A strength of the current study is that it refines the algorithms used in the previous BKK study [
13], expanding patient selection to include more patients and a longer follow-up period. Utilizing this very large patient database in this way allows for a more accurate description of the clinical course of SLE, a disease with highly variable presentation [
3], and improves our ability to assess cumulative organ damage due to disease activity and glucocorticoid use.
This study has a few limitations. The cohort included 2088 patients with SLE, but these patients were all receiving treatment in Germany, and so the results may not be generalizable to other countries, especially those outside of the European Union.
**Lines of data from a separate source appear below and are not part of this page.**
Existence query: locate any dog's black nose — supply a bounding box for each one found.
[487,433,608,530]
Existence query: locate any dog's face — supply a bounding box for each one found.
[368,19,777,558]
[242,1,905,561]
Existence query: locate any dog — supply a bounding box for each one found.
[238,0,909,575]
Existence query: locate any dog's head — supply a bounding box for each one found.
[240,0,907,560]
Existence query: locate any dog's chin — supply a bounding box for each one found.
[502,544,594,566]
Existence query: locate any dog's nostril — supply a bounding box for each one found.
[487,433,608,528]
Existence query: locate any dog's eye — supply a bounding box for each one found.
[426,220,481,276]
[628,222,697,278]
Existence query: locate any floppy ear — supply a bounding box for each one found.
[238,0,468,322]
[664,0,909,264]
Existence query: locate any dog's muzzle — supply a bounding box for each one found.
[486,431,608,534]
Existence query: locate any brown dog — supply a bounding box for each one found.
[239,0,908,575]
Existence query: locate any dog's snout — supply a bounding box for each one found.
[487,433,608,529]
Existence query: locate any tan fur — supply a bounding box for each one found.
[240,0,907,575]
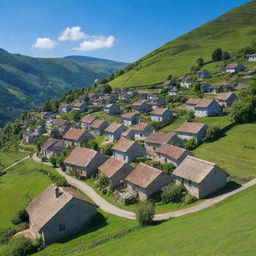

Additionally, outcomes were based on insurance reimbursement data, which are likely to be less complete than medical records/patient charts. Treatments included in the study were restricted to those prescribed for outpatient use and cumulative and daily glucocorticoid dosages were estimated on the basis of prescription claims, which cannot account for patient adherence. Examining the relationship between flare severity and economic burden is complicated by the inclusion of medication use and hospitalization in the definitions of the flare categories, which are inherently costly. However, the greater burden of more severe flares for patients with SLE extended beyond medication use and hospitalization to other HCRU measures and work disability, and continued for up to 8 years, highlighting the burden of moderate and severe flares for patients with SLE.